A fellow, younger MEP, however, early on admits: “To be honest I’m not up to speed on this one. I confess I pick up the papers on this issue and I don’t know what line to take. Too much back-story. Too many names with too many consonants….”

Even a Guardian-reading audience might feel the same. Waters thus has a formidable challenge in addressing his subject: to at once bring us up to speed and provide the kind of back-story that ultimately deals not so much with those infernal consonants but with some of the constants of that troubled continent – a colonial legacy of exploitation (that leaves us feeling guilty) and a present reality of warring factions and unimaginable horrors (that leaves us feeling impotent).
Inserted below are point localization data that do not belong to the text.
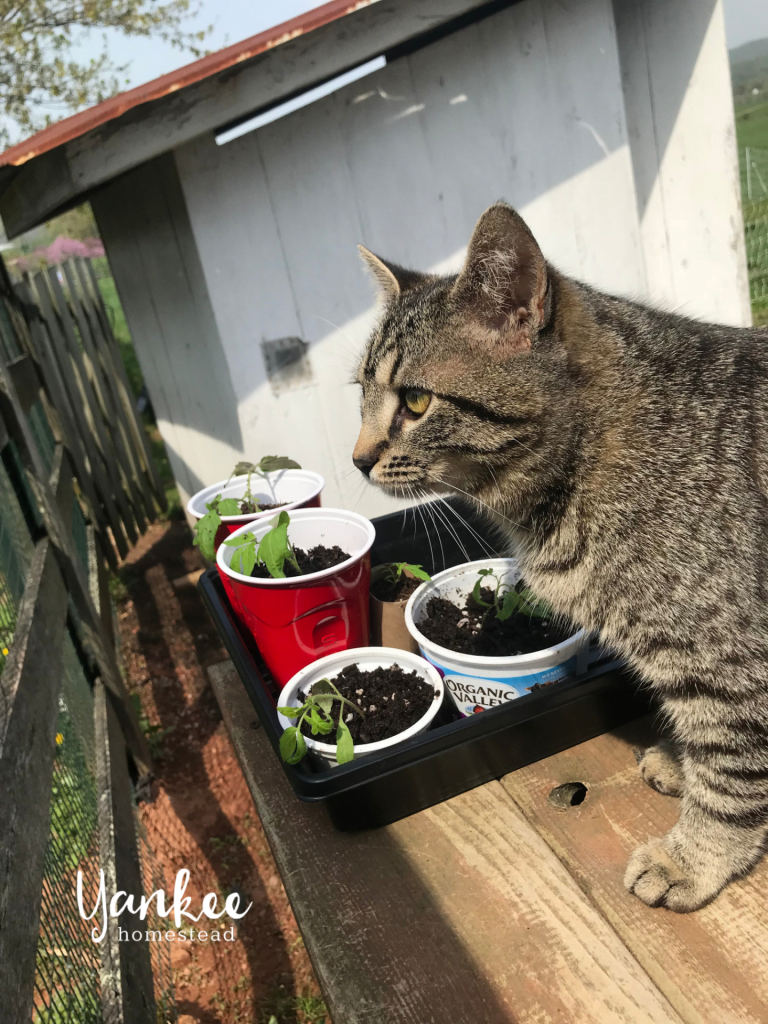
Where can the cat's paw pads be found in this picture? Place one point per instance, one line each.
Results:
(657, 880)
(660, 771)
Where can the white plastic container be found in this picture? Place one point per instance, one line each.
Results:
(299, 619)
(367, 658)
(297, 487)
(477, 683)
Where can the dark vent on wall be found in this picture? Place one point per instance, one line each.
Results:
(287, 361)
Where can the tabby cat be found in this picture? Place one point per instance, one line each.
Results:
(627, 452)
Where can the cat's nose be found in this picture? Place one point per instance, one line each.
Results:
(366, 462)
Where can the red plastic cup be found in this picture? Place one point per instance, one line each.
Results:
(297, 487)
(298, 620)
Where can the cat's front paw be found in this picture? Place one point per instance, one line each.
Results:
(660, 770)
(655, 878)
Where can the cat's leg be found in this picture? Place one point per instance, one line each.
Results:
(660, 768)
(724, 812)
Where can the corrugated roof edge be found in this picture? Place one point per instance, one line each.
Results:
(93, 117)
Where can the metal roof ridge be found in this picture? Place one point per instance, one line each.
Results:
(93, 117)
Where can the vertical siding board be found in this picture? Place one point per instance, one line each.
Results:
(145, 228)
(55, 353)
(390, 162)
(680, 113)
(117, 370)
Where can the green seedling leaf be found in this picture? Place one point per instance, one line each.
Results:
(318, 721)
(290, 712)
(532, 606)
(228, 506)
(244, 558)
(510, 602)
(206, 529)
(344, 743)
(274, 548)
(383, 571)
(270, 463)
(323, 693)
(476, 592)
(292, 745)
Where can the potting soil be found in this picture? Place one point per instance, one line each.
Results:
(391, 700)
(404, 587)
(314, 560)
(469, 630)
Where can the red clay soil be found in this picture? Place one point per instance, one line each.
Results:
(201, 815)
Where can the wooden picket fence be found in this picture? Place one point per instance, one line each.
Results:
(77, 488)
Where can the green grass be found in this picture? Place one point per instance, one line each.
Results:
(122, 334)
(752, 127)
(136, 381)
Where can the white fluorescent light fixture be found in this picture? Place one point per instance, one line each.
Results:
(310, 96)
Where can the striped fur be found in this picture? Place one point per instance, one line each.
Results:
(629, 448)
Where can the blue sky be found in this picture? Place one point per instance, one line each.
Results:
(231, 19)
(236, 19)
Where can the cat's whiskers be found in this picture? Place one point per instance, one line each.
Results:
(436, 510)
(491, 552)
(430, 510)
(479, 501)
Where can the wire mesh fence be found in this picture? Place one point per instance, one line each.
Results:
(754, 173)
(69, 966)
(67, 982)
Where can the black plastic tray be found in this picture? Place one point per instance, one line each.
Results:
(456, 754)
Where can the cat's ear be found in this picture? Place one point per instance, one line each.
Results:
(391, 279)
(504, 280)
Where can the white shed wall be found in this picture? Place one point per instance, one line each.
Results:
(608, 124)
(526, 105)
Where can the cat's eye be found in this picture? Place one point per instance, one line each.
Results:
(417, 401)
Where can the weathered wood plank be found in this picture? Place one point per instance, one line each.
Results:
(55, 352)
(460, 912)
(112, 410)
(127, 989)
(73, 573)
(713, 965)
(91, 407)
(116, 370)
(29, 707)
(45, 182)
(24, 374)
(48, 370)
He does so, of course, by personalising the political. In cosy Covent Garden and the close-up confines of the Donmar Warehouse, this political canvas might at once feel rather remote yet too close for comfort to want to think about. But Waters’ play and Josie Rourke’s accomplished production of it (first seen in the wider expanse of Sheffield’s Crucible Theatre last May) throws down a challenging gauntlet of immediacy that connects us to it quickly, opening in a flurry of quick-fire scenes.

World Music is set in present-day Brussels (where Fallon is entertaining his backpacker student son), and then in the fictional African state of Irundi in 1980, where his younger self (played in a confusing device – specified in the script – by the same attractive young actor Paul Ready who played the son) is being seduced by the mysteries of that continent. The piece powerfully evokes a sense of time and place, despite a typically almost bare stage by designer Christopher Oram but thanks greatly to the virtuoso lighting by Neil Austin.

While it’s a little unbalanced by playing out the first two of its three acts before the interval, the dramatic fireworks are saved for the last third, which is as gruelling as it is unsettling. Its power is fuelled by a tremendous performance from Kevin R McNally whose journey as Fallon has led us to this overwhelming conclusion.